Polizisten jagen am 1. Mai 1929 demonstrierende Arbeiter und Arbeitslose
Polizisten jagen am 1. Mai 1929 demonstrierende Arbeiter und Arbeitslose

Die Erwartungen waren enorm gewesen, als die SPD nach ihrem großen Sieg bei den Reichstagswahlen im Mai 1928, durch den sie mit 152 Mandaten zur stärksten Fraktion seit 1920 wurde und nach zwölf bürgerlichen Regierungschefs erstmals wieder mit Hermann Müller den Reichskanzler stellte. Im größten deutschen Land, in Preußen, hatte sie zudem mit 229 Sitzen (von 450) sogar die absolute Mehrheit gewonnen. Aber in beiden Fällen, in Preußen wie im Reich, wurden Regierungen der Großen Koalition mit starker Repräsentanz der großbürgerlichen Parteien gebildet.

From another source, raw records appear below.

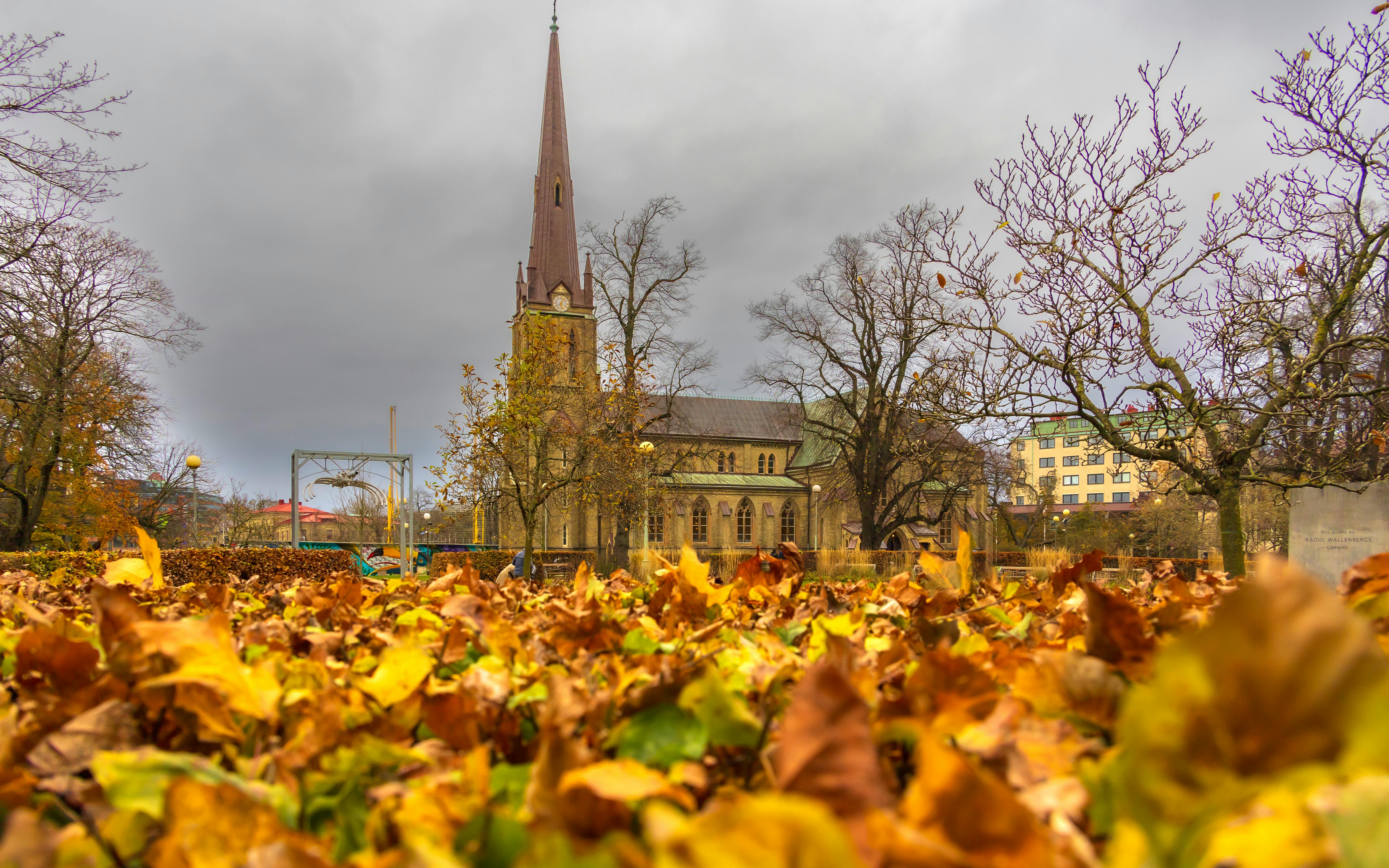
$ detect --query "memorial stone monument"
[1288,482,1389,587]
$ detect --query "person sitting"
[511,549,540,579]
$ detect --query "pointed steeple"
[525,18,593,307]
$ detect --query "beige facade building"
[1010,411,1189,513]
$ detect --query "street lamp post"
[183,456,203,547]
[636,440,656,571]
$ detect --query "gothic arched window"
[690,497,708,543]
[736,499,753,543]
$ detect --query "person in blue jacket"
[511,549,540,579]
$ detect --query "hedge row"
[0,549,357,585]
[160,549,360,585]
[429,549,593,579]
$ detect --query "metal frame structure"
[289,448,415,575]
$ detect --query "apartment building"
[1008,411,1183,513]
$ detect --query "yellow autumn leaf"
[101,557,153,587]
[135,526,164,589]
[956,529,974,594]
[129,612,281,721]
[642,793,863,868]
[357,644,435,707]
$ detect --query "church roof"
[671,474,806,489]
[517,17,593,307]
[653,394,800,443]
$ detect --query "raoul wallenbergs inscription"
[1288,482,1389,587]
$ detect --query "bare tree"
[583,196,714,565]
[220,479,275,546]
[940,30,1389,575]
[0,225,201,549]
[747,201,982,549]
[0,33,135,271]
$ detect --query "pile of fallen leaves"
[0,530,1389,868]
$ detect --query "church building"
[499,21,989,551]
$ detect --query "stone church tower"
[511,18,597,376]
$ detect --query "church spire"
[525,15,593,307]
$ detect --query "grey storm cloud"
[6,0,1371,496]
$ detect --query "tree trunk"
[613,517,632,571]
[1215,481,1244,576]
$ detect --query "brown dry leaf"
[0,808,58,868]
[1081,581,1154,676]
[556,760,694,837]
[1117,557,1389,861]
[772,662,893,865]
[14,624,101,693]
[1047,549,1104,597]
[1013,650,1124,728]
[129,612,281,721]
[147,778,322,868]
[1336,551,1389,597]
[899,739,1054,868]
[26,698,142,775]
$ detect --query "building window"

Die großen Hoffnungen wurden enttäuscht. Empörung löste vor allem der Bruch eines Wahlversprechens aus. Die wahrscheinlich die Wahl entscheidende Losung »Kinderspeisung statt Panzerkreuzer« wurde nicht eingelöst. Statt Geld für Kinderspeisung und andere versprochene soziale Leistungen gab es Steuergeschenke an die kriselnde Wirtschaft und Drohgebärden gegen streikende Arbeiter und rebellierende Arbeitslose. Die Zustimmung der sozialdemokratischen Minister zum weiteren Bau von Panzerkreuzern wurde mit einem parlamentarischen Schmie-rentheater kaschiert: Trotz Zustimmung ihrer Minister stimmte die SPD-Reichstagsfraktion dagegen – nachdem klar war, dass es auf jeden Fall eine Mehrheit im Reichstag fgeben würde.

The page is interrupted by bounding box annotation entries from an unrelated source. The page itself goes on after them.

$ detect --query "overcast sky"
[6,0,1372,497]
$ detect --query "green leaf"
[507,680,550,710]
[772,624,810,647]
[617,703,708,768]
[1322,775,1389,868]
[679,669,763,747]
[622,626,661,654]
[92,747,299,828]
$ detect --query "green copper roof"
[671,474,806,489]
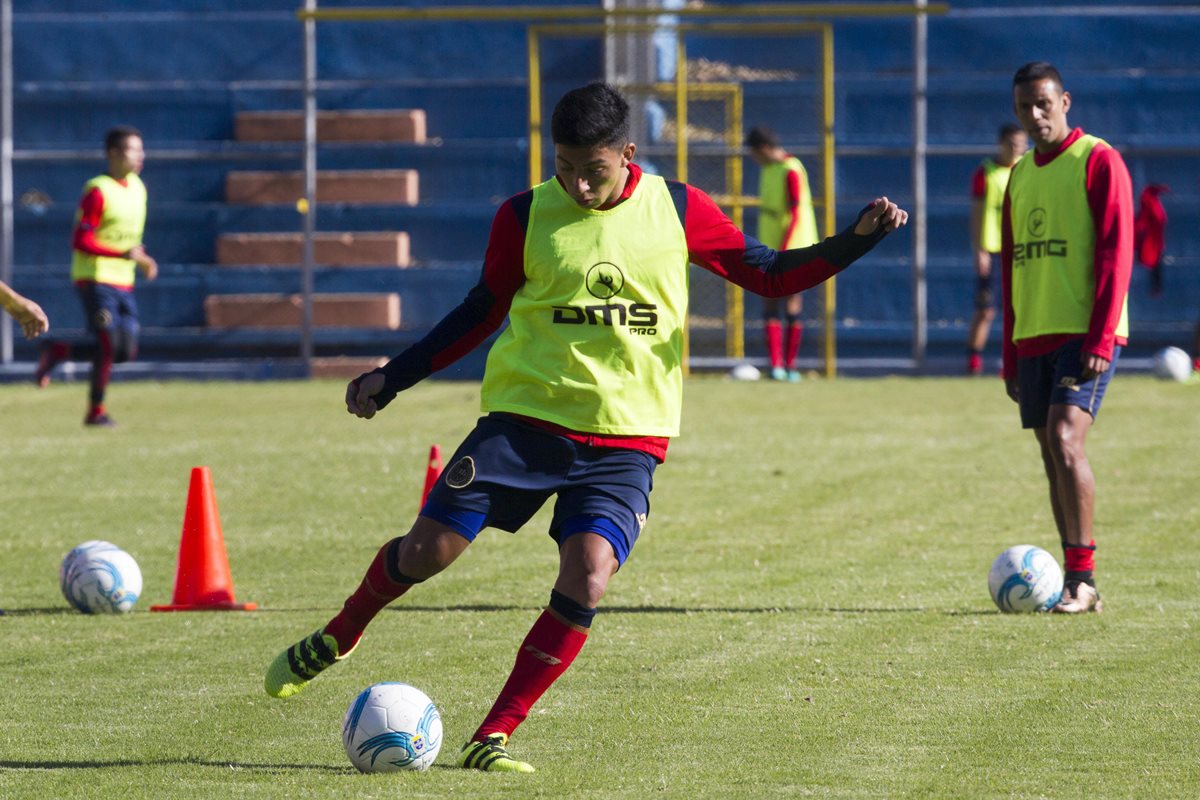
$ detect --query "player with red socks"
[745,127,818,384]
[34,127,158,427]
[265,84,907,772]
[1001,61,1134,614]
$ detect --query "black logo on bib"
[446,456,475,489]
[586,261,625,300]
[1026,209,1046,236]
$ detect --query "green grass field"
[0,375,1200,800]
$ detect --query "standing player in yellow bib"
[1001,61,1134,614]
[967,122,1028,375]
[35,127,158,427]
[265,84,907,772]
[745,127,818,383]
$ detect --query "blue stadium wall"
[4,0,1200,369]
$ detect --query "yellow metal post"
[676,30,691,377]
[725,84,746,359]
[821,24,838,378]
[676,31,688,184]
[526,26,541,186]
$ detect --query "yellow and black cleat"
[264,628,354,697]
[455,733,535,772]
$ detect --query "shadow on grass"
[0,758,348,775]
[0,603,997,616]
[0,758,472,775]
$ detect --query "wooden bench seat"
[217,231,412,266]
[226,169,420,205]
[204,291,400,331]
[234,108,425,144]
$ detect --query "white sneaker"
[1050,582,1104,614]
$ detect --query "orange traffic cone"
[421,445,442,506]
[150,467,258,612]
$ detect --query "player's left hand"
[854,197,908,236]
[13,297,50,339]
[346,372,384,420]
[1079,353,1111,381]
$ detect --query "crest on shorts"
[446,456,475,489]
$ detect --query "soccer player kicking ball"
[1001,61,1134,614]
[265,83,908,772]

Die gesamte innenpolitische Situation verschlechterte sich. Irgendwie spürten immer mehr Menschen, dass die »Goldenen Zwanziger« zu Ende gingen. Vielerorts kam es zu Zusammenstößen zwischen Kommunisten und Sozialdemokraten, die sich gegenseitig die Schuld an der Entwicklung gaben. Die von ihrer Wahlschlappe 1928 tief getroffenen Nazis (sie hatten fast 100 000 Stimmen gegenüber der vorausgegangenen Wahl im Dezember 1924 verloren) versuchten durch aggressives Verhalten in der Öffentlichkeit Stärke zu demonstrieren. Die Zahl der SA-Überfälle auf kommunistische Versammlungen und Angriffe auf Funktionäre der KPD nahm rasant zu; es kam zu zahlreichen Verletzten und Toten auf beiden Seiten.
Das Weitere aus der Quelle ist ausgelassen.